The end_to_end_reconfig.sh script uses the original fabric scripts as it's core, but also takes care of updating the wiki, updating bugs affected by the merge, and updating the tools checkouts on foopies as well. As such, the script has a few, indirect python module dependencies:
However, the script will try to install the dependencies automatically if they are missing.
In order to update the wiki/bugzilla, the script also requires your credentials for those services in a config file:
# Needed if updating wiki - note the wiki does *not* use your LDAP credentials... export WIKI_USERNAME=XXX export WIKI_PASSWORD=XXXXXXXX # Needed if updating Bugzilla bugs to mark them as in production - *no* Persona integration - must be a native Bugzilla account.. . # Details for the 'Release Engineering SlaveAPI Service' <firstname.lastname@example.org> Bugzilla user can be found in the RelEng # private repo, in file passwords/slaveapi-bugzilla.txt.gpg (needs decrypting with an approved gpg key). export BUGZILLA_USERNAME='XXX@mozilla.com' export BUGZILLA_PASSWORD='XXXXXXXXX' # Used for slaveapi actions export LDAP_USERNAME='XXX@mozilla.com' export LDAP_PASSWORD='XXXXXXXX'
Again, the script will create a template config file (default is ~/.reconfig/config) if it does not exist, but you'll need to fill in your own credentials before it will work.
The script will also attempt to update IRC with reconfig status. To do so, it uses a minimal bash IRC client called ii. You can download ii from their website, or install it via a package manager (e.g. port install ii). Updating irc is non-fatal, but make sure ii is in your PATH if you want it to work.
Updating the pinned version of mozharness on mozilla-central
The revision of mozharness used by a particular branch of mozilla code is now tracked in-tree. As a courtesy to developers and sheriffs, buildduty is expected to update the pinned revision in the mozilla-central integration branch when they move the
production tag. The change will be merged from mozilla-central to other branches by sheriffs as part of their normal duties.
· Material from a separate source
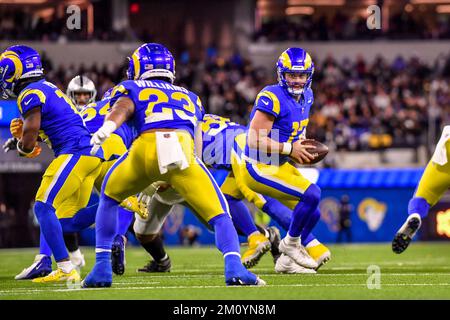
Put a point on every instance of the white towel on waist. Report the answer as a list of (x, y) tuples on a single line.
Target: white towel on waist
[(440, 154), (170, 152)]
The pinned revision is tracked in this file: http://hg.mozilla.org/mozilla-central/file/920ded6a1f77/testing/mozharness/mozharness.json
Update the revision in the file to point to the revision of the new mozharness
production tag and land normally.
NOTE: once all of mozharness moves in-tree, this step will be unnecessary.
If you have added/removed a platform that will change the content of master/master_config.json in tools/buildfarm/maintenance/production_masters.json, you'll need to manually update the masters that this change impacts because the end_to_end_reconfig.sh script does not do this step. bug 1215294 opened to enable this in the script.
cd /builds/buildbot/tests1-linux64/ export PRODUCTION_MASTERS=tools/buildfarm/maintenance/production-masters.json python buildbot-configs/update-master-json.py $PRODUCTION_MASTERS master/master_config.json make checkconfig make reconfig
Help, my reconfig failed!
Assuming you're using the end_to_end_reconfig.sh script, you can resume after fixing the error. Errors and exit state can be found in the manage_masters-##########.log which is created in /tmp/reconfig by default.
Running the script again will yield the following menu:
* Please select one of the following options: 1) Continue with existing reconfig (e.g. if you have resolved a merge conflict) 2) Delete saved state for existing reconfig, and start from fresh 3) Abort and exit reconfig process
Number 1 is usually the best option here, especially if the hg operations actually succeeded during the previous attempt. This way the wiki/bugzilla updates will still be properly applied.
Help, my reconfig is stuck!
Reconfigs can take as little as 30 minutes to run, but can take up to 2 hours depending on how busy the systems are.
In general, linux test masters are the slowest to reconfig. You can tail the manage_masters-##########.log to keep up with progress. By default, this log is created in /tmp/reconfig.
If the reconfig gets stuck, see How To/Unstick a Stuck Slave From A Master.